How to run RAW script in MS Defender Live Response

Introduction

Having experience working with CrowdStrike Real Time Response I looked for same approach for running RAW scripts (simply type and execute) in Microsoft Defender Live Response. In CrowdStrike we are having special console window designed to run our RAW script, looks like on below picture.

CrowdStrike RTR RAW script window. Source: crowdstrike.com

Scenarios where it can be useful are:

check output representation before final deployment (sometimes it's returning PSObject, not well formatted like execution from our desktop)
run quick command
save output to custom location in specified format

I was expecting is to have same experience in Microsoft Defender Live Response, unfortunately there is no such way. According to Microsoft documentation there are predefined commands but in case of custom ones, you have to upload script file first and then execute. You can check official documentation or Microsoft docs on Github:

Workaround discovery

Knowing all these from MS documentation I had to find way to meet my requirement. Live Response sits on Windows PowerShell at time of writing this post. First idea was to execute powershell.exe from origin path on system and then custom command.

Invoking Windows PowerShell from origin path in Microsoft Live Response

This shows that it's going to be not so easy and I cannot be lazy. I needed more knowledge how it works behind scenes. Quick Google search and I found nice article showing how it basically works on workstation where you attempting execute it. Highly recommend go through this article How to troubleshoot Live Response in Defender for Endpoint.
After reading above article I got knowledge that there is child process SenseIR.exe which performing all Live Response activities. Next idea was to upload script which will invoke my RAW script as one of parameter directly from Live Response console, sound crazy but I really wanted achieve my goal (OnScreen is my custom parameter added to print output directly on screen during tests).

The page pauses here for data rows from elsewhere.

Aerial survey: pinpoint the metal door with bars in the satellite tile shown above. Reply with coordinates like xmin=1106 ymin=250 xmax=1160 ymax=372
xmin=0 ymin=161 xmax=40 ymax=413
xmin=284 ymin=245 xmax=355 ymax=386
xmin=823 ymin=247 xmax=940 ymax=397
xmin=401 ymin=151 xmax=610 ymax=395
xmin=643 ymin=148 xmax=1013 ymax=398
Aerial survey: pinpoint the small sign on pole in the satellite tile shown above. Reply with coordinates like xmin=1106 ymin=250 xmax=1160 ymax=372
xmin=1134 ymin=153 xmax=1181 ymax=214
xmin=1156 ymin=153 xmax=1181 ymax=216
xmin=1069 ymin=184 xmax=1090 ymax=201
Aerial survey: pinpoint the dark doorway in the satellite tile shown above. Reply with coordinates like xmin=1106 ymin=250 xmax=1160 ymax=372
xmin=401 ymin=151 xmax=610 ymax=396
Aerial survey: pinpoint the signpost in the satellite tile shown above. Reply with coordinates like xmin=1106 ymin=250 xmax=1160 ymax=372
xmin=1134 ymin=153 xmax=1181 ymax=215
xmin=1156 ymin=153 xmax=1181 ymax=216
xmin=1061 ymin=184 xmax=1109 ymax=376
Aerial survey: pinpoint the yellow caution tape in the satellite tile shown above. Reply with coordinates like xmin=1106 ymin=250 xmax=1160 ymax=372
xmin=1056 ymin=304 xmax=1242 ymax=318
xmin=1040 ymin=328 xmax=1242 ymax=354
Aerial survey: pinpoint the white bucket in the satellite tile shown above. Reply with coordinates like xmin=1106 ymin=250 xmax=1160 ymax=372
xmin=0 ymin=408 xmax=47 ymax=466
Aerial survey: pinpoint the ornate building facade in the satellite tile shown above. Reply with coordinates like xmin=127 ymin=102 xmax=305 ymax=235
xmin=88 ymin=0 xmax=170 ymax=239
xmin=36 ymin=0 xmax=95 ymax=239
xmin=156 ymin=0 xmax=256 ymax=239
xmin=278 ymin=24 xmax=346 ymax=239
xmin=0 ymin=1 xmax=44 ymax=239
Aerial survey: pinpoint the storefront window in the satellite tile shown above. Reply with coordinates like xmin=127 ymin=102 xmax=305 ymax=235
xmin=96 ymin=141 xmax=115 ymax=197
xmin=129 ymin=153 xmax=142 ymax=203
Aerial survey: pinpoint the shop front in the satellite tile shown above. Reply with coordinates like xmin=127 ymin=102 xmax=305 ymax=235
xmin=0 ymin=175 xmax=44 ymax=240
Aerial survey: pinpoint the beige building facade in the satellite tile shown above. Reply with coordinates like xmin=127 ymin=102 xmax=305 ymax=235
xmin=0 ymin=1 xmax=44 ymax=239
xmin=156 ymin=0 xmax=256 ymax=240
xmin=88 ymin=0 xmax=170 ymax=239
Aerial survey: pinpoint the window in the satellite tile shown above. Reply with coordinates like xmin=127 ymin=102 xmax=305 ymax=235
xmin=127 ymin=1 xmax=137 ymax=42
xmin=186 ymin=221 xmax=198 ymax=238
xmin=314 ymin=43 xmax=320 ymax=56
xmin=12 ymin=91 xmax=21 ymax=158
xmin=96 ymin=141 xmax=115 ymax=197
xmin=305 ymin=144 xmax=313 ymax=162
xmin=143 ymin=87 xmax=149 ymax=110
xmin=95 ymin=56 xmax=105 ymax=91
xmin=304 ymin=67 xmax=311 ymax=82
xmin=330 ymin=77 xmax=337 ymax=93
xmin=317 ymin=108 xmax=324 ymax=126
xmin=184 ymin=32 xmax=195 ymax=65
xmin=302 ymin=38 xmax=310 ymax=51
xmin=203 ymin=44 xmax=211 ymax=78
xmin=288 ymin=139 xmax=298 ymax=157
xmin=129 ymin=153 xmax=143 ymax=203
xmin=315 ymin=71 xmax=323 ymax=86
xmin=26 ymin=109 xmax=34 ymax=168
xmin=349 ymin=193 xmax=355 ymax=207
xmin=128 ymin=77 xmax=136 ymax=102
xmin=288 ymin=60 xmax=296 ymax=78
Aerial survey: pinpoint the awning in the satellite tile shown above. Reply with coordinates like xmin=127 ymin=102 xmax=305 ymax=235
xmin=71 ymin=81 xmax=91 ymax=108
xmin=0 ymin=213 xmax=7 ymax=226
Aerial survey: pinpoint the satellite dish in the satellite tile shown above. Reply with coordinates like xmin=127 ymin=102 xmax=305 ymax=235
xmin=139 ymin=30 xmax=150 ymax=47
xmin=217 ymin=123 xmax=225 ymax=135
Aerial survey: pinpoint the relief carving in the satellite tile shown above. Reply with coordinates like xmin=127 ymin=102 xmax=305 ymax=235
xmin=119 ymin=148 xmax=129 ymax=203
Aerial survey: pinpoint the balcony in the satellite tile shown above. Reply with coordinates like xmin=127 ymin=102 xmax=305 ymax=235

First Live Response custom RAW script execution

Seems we have it, let's extend with pipe.

Live Response custom RAW script with pipe failed

Ok error but I like errors which explaining something:

Error: Please avoid using the following characters as part of scripts' parameters: ; & | ! $ ( )

It's shows that there would be required placeholder for not allowed characters and format it correctly inside script which will invoke it. After couple attempts I also realized that in Windows PowerShell best placeholders would be ACII ones since other are not interpreted correctly.
Next issue discovered was regarding quotes how are interpreted by Windows PowerShell:

single quote, mainly used for string literals
double quote, mainly used for interpolated string and where escape characters and interpreted correctly

Sooner or later our RAW scripts would have spaces and making sure that full content would be interpreted as single parameter for execution we have to encapsulate it within quotes. Examples shows different output.


C:\> run paramtester.ps1 "-Name 'User One' -Age 99 -City OOO"
Name: User One
Age: 99
City: OOO

C:\> run paramtester.ps1 '-Name "User One" -Age 99 -City OOO'
Name: User
Age: 99
City: OOO

Knowing all of this, execution must be encapsulated within double and single quote at the beginning and single and double quote at the end.


C:\> run invoker5.ps1 "'Write-Host ''Hello'''"
Output: Hello
(NOTE! Double single quote around string Hello is required while nesting quotes inside quotes.)

Final script

It was harder than I was thinking while this idea came up. All errors forced me to escape somehow not allowed characters trying to keep code readable and also I added some other functionalities. But goal was achieved. Example test:


C:\> run msdefinvoker.ps1 "'Get-CimInstance Win32_OperatingSystem #P# Select-Object Caption, Version, BuildNumber, OSArchitecture'"
Transcript started, output file is C:\ProgramData\Microsoft\[REDACTED]
[ DEBUG ] Restored command: Get-CimInstance Win32_OperatingSystem | Select-Object Caption, Version, BuildNumber, OSArchitecture
Executing command: Get-CimInstance Win32_OperatingSystem | Select-Object Caption, Version, BuildNumber, OSArchitecture
@{Caption=Microsoft Windows Server 2022 Standard; Version=10.0.20348; BuildNumber=20348; OSArchitecture=64-bit}
[ OK ] Execution complete.

For more detailed usage and examples go on my GitHub. Also there is included converter so you don't have to replace all characters manually. Feel free to contribute into this or ask me if needed.

Precaution words

Please make sure you are following best practices for scripts execution during Live Response usage:

allowed personnel \ group able to do it
enable signed script execution
audit actions done via Live Response or create analytic rules

This concept was mainly created to quickly troubleshoot commands before final deployment. Make sure you are not exposing yourself or organization on risk.